The script of Unhinged (Solstice, 8.21), the Russell Crowe road-rage film that’s been theatrically postponed 16 or 17 times, basically stinks. The story just shovels it on, and all you’re left with is cruelty, ugliness, sadism and just fucking nutso behavior. It’s been decently directed and edited, but compelling internals are completely missing. No wit, no humor, no compelling theme, no humanity, no pivots, no grace, no cleverness…nothing.
Yes, it’s been competently…you could even say smartly directed by Derrick Borte. But to what end?
I want to put this delicately because crude overstatement is always a bad approach for any writer, but Unhinged is shit, shit, shit, shit, shit, double-shit, triple-shit, quadruple-shit, dogshit, cowshit, horseshit, catshit, mouse shit, raccoon shit, elephant shit, giraffe shit, hyena shit, etc. Which is a roundabout way of saying it makes you feel like shit.
Because it takes a fascinating, universally understood premise of the modern age and completely scuttles it as far as Crowe’s character, a bearded beach-ball named Tom Cooper, is concerned. The premise, of course, is that with enough anxiety and pressure we could all become road ragers or hair-trigger types because life is extra-stressful these days and so on.
The Unhinged trailers (which we’ve all been looking at for months) have made it clear that Crowe will be playing a rage-hound, but not, we quickly discover, in some kind of “Michael Douglas buckling under the weight of a cruel world in Falling Down” way.
The key with a film of this sort is to universalize the situation. That way the audience can invest their own experiences and maybe recognize or (heaven forbid!) feel a little something.
The filmmakers could have done the usual-usual by introducing Cooper as some kind of victim whose cork is about to pop — some guy who’s been hurt or fired or fucked over or whatever. And then watch him snap and unravel. Perhaps with a dab of humor or an occasional wink of the eye. A familiar strategy, yes, but one that would have engaged to some extent.
Instead, Carl Ellsworth‘s script announces right from the start that Tom Cooper is basically Karl “Madman” Mundt — a brutal murderer on meds, a froth-mouthed menace to society, a sweaty maniac. Aaarrrgghhh! Look at my glaring eyes! Look at how angry I am and what an out-of-control fatass I’ve become! Remember when I gained weight to play Jeffrey Wigand in The Insider? Well, I’m at least 150 pounds heavier now and I don’t give a shit because all I want to do is vent! As in kill, torture, chase, terrorize, set people on fire, etc.
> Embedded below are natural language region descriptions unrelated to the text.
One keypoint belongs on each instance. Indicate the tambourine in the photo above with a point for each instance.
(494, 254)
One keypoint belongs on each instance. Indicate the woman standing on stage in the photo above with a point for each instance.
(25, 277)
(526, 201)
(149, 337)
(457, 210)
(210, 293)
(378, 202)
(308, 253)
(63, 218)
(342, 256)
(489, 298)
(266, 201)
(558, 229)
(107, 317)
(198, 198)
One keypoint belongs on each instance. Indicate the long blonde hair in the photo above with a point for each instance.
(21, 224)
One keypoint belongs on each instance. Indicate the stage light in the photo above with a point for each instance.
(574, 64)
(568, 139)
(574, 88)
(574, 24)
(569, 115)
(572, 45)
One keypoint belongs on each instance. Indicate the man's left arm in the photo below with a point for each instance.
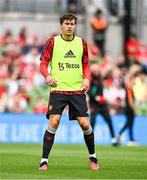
(85, 66)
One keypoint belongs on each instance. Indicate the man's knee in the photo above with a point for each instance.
(54, 121)
(84, 123)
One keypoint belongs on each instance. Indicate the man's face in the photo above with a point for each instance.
(68, 27)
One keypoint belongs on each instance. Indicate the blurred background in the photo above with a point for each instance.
(118, 45)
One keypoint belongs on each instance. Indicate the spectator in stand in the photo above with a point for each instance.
(131, 48)
(116, 93)
(99, 25)
(6, 38)
(98, 104)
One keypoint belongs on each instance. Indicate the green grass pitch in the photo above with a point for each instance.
(20, 161)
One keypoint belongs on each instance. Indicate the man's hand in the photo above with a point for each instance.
(85, 84)
(51, 81)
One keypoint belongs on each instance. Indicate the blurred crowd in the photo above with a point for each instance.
(23, 89)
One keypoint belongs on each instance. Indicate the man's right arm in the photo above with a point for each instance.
(45, 58)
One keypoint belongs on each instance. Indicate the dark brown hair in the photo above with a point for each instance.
(68, 16)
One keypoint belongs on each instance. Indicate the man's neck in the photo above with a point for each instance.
(67, 38)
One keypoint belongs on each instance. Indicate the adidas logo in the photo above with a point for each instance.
(69, 54)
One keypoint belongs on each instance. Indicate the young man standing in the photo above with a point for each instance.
(68, 58)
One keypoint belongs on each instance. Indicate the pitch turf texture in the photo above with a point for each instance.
(20, 161)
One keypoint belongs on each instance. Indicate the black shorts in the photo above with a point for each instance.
(77, 105)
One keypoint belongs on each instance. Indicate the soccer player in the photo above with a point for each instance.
(67, 55)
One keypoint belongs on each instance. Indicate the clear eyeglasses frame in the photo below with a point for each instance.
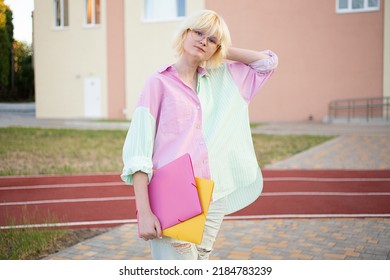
(199, 35)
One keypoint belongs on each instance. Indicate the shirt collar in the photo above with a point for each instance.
(168, 68)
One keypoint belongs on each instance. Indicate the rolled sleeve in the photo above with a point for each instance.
(265, 65)
(250, 78)
(135, 164)
(138, 147)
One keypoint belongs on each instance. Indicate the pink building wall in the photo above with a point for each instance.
(115, 59)
(322, 55)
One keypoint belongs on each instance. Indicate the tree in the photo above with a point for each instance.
(6, 40)
(23, 71)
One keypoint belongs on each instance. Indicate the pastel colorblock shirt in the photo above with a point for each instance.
(211, 124)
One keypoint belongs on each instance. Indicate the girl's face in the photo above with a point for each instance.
(200, 45)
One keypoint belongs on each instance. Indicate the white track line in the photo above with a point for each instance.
(325, 193)
(60, 186)
(268, 179)
(254, 217)
(57, 201)
(84, 223)
(274, 194)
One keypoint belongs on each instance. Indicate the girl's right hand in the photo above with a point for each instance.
(148, 226)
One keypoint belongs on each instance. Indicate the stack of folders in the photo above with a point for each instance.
(179, 200)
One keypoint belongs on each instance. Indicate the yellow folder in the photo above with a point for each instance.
(192, 229)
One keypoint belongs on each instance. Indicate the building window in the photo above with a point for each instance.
(356, 6)
(61, 13)
(163, 10)
(92, 12)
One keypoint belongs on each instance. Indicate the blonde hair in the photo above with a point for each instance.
(212, 23)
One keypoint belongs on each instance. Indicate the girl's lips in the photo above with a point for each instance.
(199, 48)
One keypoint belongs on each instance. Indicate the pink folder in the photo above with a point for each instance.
(173, 195)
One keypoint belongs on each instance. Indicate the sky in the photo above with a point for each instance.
(21, 12)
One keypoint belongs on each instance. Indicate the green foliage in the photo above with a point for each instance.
(6, 38)
(23, 72)
(16, 71)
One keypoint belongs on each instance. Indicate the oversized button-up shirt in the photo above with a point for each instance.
(211, 124)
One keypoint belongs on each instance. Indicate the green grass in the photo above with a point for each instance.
(29, 243)
(34, 151)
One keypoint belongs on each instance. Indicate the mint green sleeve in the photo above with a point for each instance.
(138, 147)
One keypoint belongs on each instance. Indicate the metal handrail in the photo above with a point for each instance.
(373, 108)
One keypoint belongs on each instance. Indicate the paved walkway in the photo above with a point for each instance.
(357, 146)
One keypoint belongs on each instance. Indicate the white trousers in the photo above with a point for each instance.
(172, 249)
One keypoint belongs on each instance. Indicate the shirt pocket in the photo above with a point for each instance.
(175, 116)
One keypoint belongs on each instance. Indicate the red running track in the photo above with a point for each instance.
(104, 200)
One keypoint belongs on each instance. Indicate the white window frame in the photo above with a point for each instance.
(150, 16)
(93, 14)
(349, 9)
(62, 15)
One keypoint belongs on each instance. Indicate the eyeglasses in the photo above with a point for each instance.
(199, 35)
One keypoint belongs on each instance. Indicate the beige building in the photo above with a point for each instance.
(92, 57)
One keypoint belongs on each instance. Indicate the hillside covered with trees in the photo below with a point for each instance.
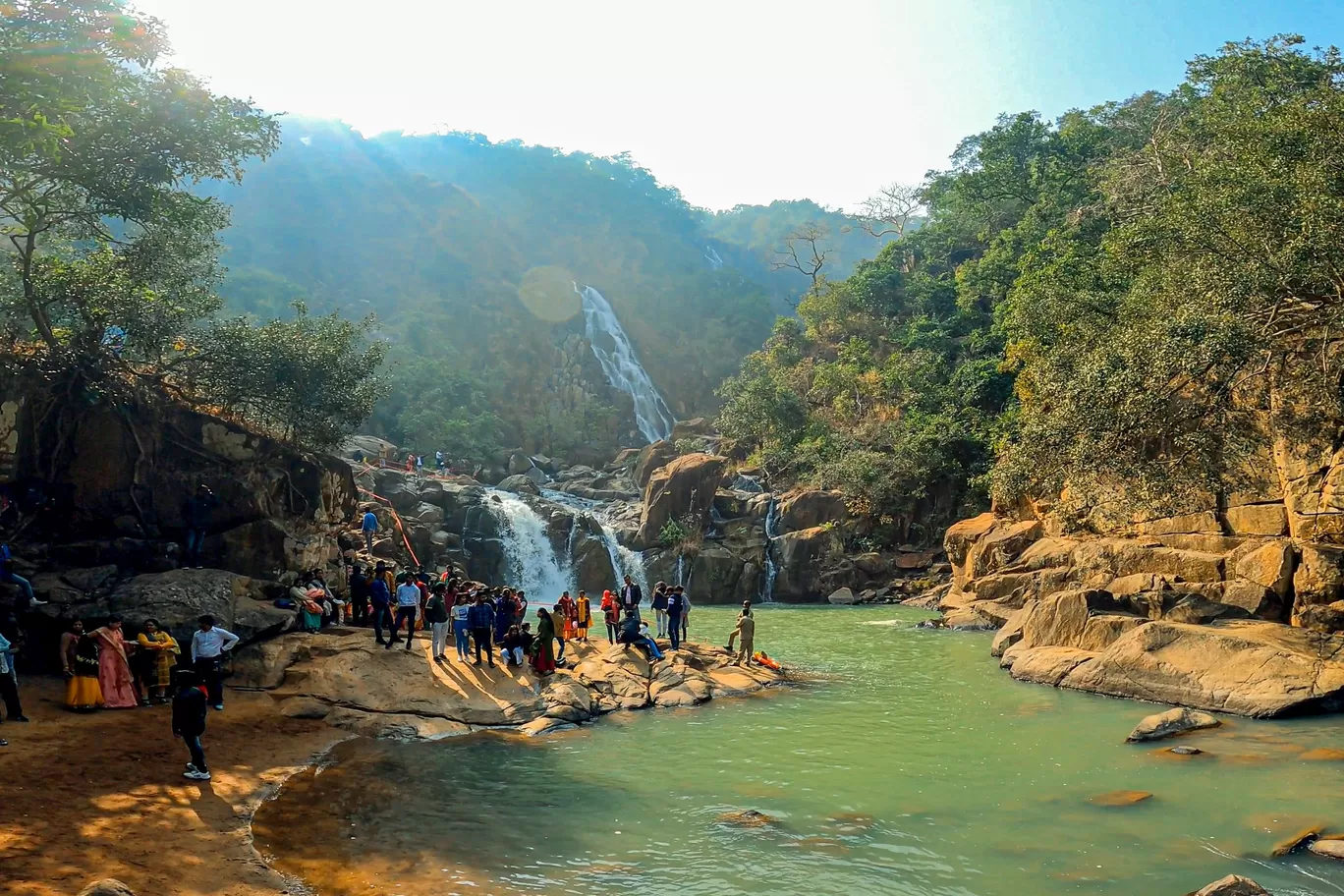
(1124, 307)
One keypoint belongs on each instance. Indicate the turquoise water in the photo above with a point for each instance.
(914, 767)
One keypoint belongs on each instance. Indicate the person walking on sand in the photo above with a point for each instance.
(660, 607)
(119, 691)
(437, 617)
(674, 615)
(408, 602)
(208, 644)
(746, 630)
(368, 527)
(480, 620)
(189, 723)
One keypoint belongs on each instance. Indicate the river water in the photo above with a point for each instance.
(913, 767)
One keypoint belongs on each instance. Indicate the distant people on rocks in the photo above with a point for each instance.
(408, 603)
(631, 596)
(119, 690)
(208, 644)
(660, 607)
(10, 577)
(675, 609)
(543, 649)
(610, 614)
(583, 615)
(635, 633)
(358, 595)
(480, 618)
(10, 684)
(438, 617)
(189, 723)
(157, 654)
(379, 602)
(368, 527)
(745, 629)
(199, 508)
(463, 626)
(83, 690)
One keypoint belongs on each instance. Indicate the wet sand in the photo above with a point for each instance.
(84, 797)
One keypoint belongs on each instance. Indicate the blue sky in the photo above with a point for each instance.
(733, 101)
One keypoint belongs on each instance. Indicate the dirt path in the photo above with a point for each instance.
(102, 796)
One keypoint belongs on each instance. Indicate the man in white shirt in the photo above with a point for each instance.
(208, 646)
(408, 602)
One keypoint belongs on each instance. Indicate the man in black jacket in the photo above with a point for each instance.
(189, 723)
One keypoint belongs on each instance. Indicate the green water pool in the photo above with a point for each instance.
(914, 767)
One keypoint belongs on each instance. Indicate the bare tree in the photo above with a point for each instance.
(890, 211)
(804, 252)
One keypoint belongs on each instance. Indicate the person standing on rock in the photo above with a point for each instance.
(480, 620)
(408, 602)
(461, 628)
(660, 607)
(631, 596)
(197, 512)
(368, 527)
(380, 599)
(610, 614)
(676, 606)
(437, 617)
(208, 644)
(746, 630)
(358, 596)
(189, 723)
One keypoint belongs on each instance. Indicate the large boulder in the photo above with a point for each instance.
(806, 508)
(1248, 668)
(682, 490)
(519, 483)
(652, 457)
(178, 598)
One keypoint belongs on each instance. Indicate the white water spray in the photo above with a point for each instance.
(621, 366)
(529, 555)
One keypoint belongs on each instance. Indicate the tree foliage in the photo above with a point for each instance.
(110, 259)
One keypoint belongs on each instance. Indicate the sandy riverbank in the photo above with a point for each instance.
(102, 796)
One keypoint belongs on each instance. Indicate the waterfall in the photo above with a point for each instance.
(771, 532)
(530, 558)
(621, 366)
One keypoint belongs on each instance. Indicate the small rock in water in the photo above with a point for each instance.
(1121, 798)
(1328, 848)
(1322, 754)
(1173, 721)
(749, 818)
(1184, 750)
(1233, 885)
(1297, 841)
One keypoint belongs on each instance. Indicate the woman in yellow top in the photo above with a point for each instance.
(584, 615)
(160, 655)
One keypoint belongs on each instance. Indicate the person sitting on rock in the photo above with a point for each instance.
(746, 629)
(635, 633)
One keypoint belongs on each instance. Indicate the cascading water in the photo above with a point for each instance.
(621, 366)
(771, 533)
(530, 558)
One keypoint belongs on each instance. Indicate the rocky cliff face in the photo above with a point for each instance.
(98, 501)
(1216, 610)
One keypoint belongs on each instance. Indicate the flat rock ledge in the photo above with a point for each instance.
(351, 683)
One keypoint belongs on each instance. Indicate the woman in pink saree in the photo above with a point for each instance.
(119, 692)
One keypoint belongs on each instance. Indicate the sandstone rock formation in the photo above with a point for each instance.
(398, 694)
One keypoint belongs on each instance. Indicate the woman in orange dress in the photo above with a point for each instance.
(119, 691)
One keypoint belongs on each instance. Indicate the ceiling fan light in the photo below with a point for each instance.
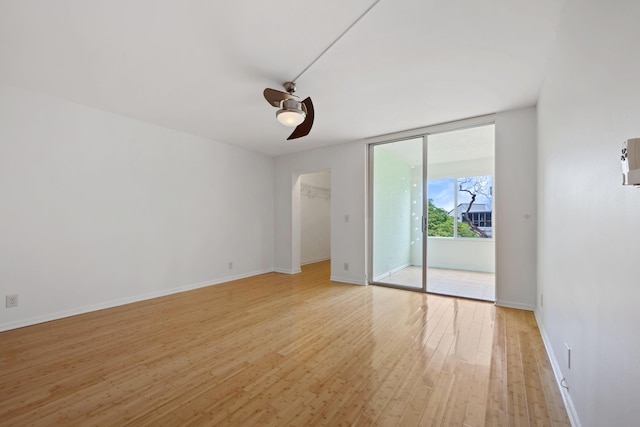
(290, 117)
So when Tom gets into a relatively minor traffic altercation with divorced mom Rachel Hunter (Caren Pistorius) and her antsy, sitting-in-the-back seat son Kyle (Gabriel Bateman), there’s no intrigue or tension or anything because we know where this is going. And then your lids begin to lower and you start checking your Twitter feed.
The incident begins when Rachel honks too loudly and aggressively at Cooper’s pickup truck when he doesn’t quickly react when the light turns green. Then she refuses to apologize when Cooper pulls up alongside, explains that he’s been having a bad day, offers an apology and asks Rachel to reciprocate. Because of this one tragic mistake….ahhh, forget it. It’s obvious from the get-go that Unhinged doesn’t care about understandable motivations and provocations. It’s just a soul-less, crazy-ass exploitation film.